The more alarming development is that the fattest dynasties—those with the most number of family members in elective office—are actually ensconced in the poorest parts of the country.
So can Filipinos defeat political dynasties? The answer is yes. And we must! But we have to take direct and primary responsibility for it.
Each Filipino can give life to this constitutional proscription by simply not voting dynastic politicians this year. But we can all go a step further by passionately convincing others to never cast a vote for a candidate who belongs to a political dynasty.
At the very modest level, this can be accomplished through personal effort by dissuading our friends and relatives back home from voting candidates simply on the grounds of their political pedigree.

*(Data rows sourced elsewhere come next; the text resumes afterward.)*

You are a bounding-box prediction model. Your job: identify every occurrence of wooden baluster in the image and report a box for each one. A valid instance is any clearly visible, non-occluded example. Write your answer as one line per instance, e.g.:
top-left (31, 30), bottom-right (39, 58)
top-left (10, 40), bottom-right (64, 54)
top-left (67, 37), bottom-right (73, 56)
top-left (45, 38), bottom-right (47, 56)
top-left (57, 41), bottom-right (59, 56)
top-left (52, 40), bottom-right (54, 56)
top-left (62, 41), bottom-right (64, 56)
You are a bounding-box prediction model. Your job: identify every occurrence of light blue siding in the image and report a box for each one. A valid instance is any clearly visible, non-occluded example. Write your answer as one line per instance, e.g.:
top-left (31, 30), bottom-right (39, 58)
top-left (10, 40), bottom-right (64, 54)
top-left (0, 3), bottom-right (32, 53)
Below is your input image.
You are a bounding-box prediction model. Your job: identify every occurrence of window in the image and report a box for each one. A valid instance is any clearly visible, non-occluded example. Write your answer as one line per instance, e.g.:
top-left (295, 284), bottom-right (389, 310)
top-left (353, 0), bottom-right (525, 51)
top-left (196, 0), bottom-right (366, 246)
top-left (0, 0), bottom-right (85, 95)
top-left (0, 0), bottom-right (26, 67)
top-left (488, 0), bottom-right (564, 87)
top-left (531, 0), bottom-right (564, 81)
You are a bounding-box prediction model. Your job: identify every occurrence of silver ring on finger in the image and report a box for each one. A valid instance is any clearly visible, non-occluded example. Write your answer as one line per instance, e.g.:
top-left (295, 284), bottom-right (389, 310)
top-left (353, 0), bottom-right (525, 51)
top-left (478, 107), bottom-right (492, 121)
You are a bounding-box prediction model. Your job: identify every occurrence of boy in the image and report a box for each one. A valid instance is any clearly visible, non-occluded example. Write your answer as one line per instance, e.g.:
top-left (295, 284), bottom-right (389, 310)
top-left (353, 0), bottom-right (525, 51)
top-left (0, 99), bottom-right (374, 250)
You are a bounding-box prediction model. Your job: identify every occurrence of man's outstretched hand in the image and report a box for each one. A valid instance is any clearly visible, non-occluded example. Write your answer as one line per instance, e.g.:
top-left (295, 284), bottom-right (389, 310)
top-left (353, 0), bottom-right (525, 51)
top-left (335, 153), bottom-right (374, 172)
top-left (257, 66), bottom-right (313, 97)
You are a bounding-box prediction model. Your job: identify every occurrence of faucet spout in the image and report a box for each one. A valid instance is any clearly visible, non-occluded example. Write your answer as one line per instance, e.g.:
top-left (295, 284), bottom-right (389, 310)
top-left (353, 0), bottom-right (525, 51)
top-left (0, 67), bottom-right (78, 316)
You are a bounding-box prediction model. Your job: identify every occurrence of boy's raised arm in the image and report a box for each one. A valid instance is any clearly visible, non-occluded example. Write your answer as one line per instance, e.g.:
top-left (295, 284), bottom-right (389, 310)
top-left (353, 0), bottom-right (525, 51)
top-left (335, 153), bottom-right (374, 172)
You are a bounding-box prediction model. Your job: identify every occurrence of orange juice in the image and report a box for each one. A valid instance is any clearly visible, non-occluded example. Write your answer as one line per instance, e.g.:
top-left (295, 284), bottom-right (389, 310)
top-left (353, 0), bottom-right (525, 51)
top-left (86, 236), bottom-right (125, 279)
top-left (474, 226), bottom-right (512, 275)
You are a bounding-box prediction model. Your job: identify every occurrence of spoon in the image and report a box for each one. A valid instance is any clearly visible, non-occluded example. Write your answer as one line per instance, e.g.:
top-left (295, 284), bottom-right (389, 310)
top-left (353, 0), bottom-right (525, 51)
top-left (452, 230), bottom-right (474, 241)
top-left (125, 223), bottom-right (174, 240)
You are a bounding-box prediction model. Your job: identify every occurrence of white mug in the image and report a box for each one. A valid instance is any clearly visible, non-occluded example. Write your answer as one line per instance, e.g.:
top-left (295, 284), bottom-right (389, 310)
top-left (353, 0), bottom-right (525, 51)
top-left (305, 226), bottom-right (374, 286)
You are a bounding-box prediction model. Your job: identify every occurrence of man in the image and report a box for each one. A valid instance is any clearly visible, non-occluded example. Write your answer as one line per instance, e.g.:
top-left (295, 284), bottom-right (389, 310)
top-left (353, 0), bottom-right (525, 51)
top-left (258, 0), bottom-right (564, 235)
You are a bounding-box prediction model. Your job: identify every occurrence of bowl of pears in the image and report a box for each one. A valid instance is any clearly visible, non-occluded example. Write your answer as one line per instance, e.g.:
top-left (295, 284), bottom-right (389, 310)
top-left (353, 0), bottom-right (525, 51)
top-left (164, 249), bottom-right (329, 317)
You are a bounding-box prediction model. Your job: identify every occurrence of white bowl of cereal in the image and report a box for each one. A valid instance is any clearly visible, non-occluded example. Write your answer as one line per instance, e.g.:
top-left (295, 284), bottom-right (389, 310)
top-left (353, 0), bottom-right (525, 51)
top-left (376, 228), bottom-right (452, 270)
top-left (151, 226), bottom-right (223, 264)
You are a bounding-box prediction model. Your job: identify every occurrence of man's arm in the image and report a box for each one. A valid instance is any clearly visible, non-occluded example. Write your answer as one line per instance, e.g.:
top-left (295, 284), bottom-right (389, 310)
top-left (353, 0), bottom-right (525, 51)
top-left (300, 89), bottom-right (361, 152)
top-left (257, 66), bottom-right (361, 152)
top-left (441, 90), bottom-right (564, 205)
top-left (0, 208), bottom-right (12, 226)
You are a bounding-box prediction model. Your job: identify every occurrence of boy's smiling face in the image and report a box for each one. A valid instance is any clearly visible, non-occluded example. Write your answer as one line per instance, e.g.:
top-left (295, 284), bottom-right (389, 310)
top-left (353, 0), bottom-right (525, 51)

A more formal and organized discussion on the debilitating impact of political dynasties on the Philippine political economy enumerated here can be conducted in forums or assemblies with various Fil-Australian groups in attendance.
I must emphasize however that I am not diminishing the importance of enacting an anti-political dynasty law. The presence of such legislation will absolutely play a vital role in the degrading process. But we have to accept that the destruction of political dynasties ultimately lies in the hands of Filipinos.
We can all expect that once we have made family dynasties politically irrelevant, their stranglehold over our country’s political system will be destroyed completely. Genuine patriotic leaders can then finally emerge and be properly recognized.
Michael Yusingco is a Filipino lawyer based in Melbourne with a Masters degree in Law and Development from the University of Melbourne Law School.